Le rapport d’information de Mmes Pinville et Poletti préconise d’engager une politique structurée de prévention de la pénibilité dans ce secteur ; je m’en félicite. Si cette politique est nécessaire, nous devons néanmoins agir pour arrêter l’érosion du pouvoir d’achat des intervenants à domicile. Un avenant a été signé, prévoyant une augmentation de la valeur du point de 1 % au 1erjanvier 2014, mais cette évolution n’a pas été confirmée. Ce blocage sur l’augmentation de la valeur du point a pour effet de réduire les rémunérations des personnes au regard de l’inflation et du niveau du SMIC.
Je suis tout à fait conscient que l’évolution salariale des intervenants à domicile a des répercussions sur le budget des structures d’aide à domicile, sur celui des conseils généraux et, au bout du compte, sur l’impôt payé par les ménages. Mais il me semble juste d’agir en faveur du pouvoir d’achat des salariés de ce secteur, qui s’investissent avec coeur et courage pour prendre soin des personnes qui nous sont chères.
Différentes actions sont possibles. Outre la revalorisation du point, je pense à la juste prise en charge des frais de déplacement, à hauteur des coûts réels. J’ai lu des témoignages de personnes qui étaient indemnisées à hauteur de 3 centimes seulement du kilomètre, soit 17 euros par mois ! Il est essentiel de prendre en compte les usages, en veillant à l’équité entre public et privé.
Monsieur le député, j’ai parlé des deux premières briques que sont le plan en faveur des métiers de l’autonomie, avec l’accord EDEC, et la refonte des diplômes de niveau 5. Vous m’interrogez sur la revalorisation des salaires des 230 000 salariés de la branche aide à domicile. J’ai agréé en décembre dernier l’augmentation de 1 % de la valeur du point, gelée depuis 2009. Cette revalorisation est rétroactive au 1er juillet 2014. L’État compense cette dépense à 100 % auprès des départements, dès 2015, pour un coût de 25 millions d’euros, qui seront pris sur la CASA – contribution additionnelle de solidarité pour l’autonomie –, ainsi que le prévoit un amendement du Gouvernement, adopté la semaine dernière au Sénat.

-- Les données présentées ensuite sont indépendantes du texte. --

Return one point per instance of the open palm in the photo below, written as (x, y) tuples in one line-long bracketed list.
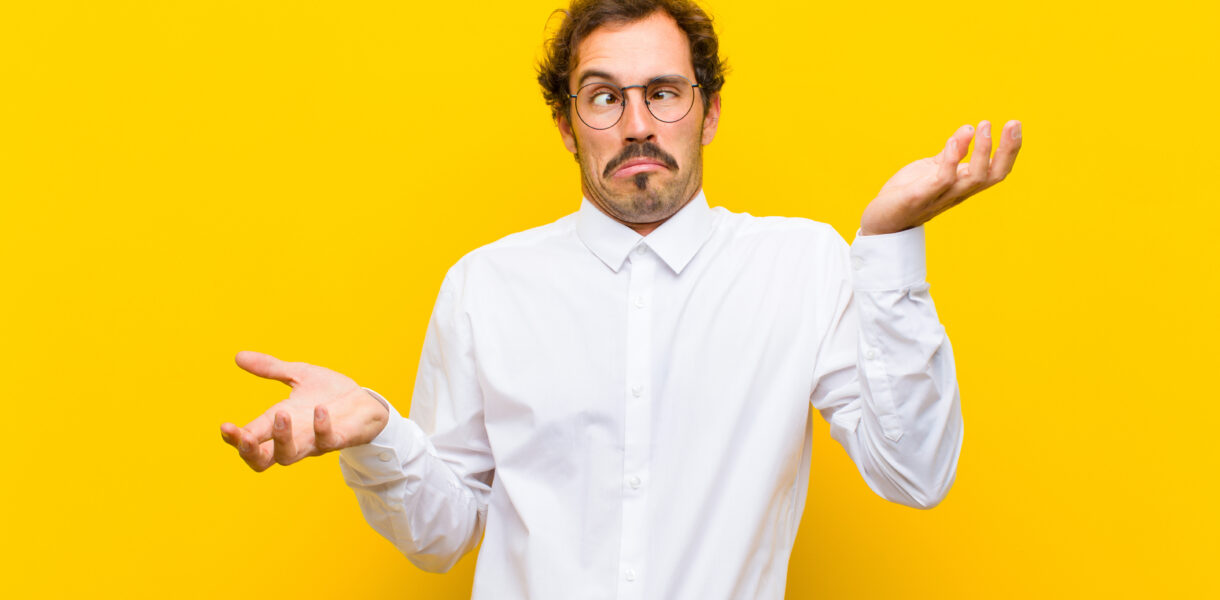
[(325, 411), (929, 187)]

S’agissant du quotidien, de la reconnaissance et de l’intérêt du travail, je suis convaincue qu’une partie des réponses se trouve dans la promotion des SPASAD, et dans l’ouverture de ces métiers vers les ESPAD. La promotion des SPASAD favorisera le travail en équipe, ce qui apportera une socialisation par le travail et une valorisation de l’estime de soi grâce à l’échange avec les autres intervenants à domicile.
Aujourd’hui, trop d’intervenants de structures diverses se succèdent au domicile des personnes âgées. Ni les aidants – qui sont en quelque sorte les managers des intervenants –, ni les personnes âgées, qui voient défiler des personnes différentes, ni les intervenants ne trouvent leur compte. La création et la généralisation des SPASAD représentent donc un saut qualitatif pour l’ensemble de ces métiers, tout comme le décloisonnement des cultures professionnelles entre les soignants et les non soignants.
Je lis avec attention les blogs des aides à domicile et je suis frappée de ce qu’elles disent de leur isolement, de leur solitude dans le travail et de la mauvaise circulation de l’information entre elles et les autres intervenants. Je crois donc beaucoup au développement des SPASAD.
Prochaine séance, ce soir, à vingt-deux heures :
Questions sur la politique pénale.
La séance est levée.
La séance est levée à vingt heures quarante.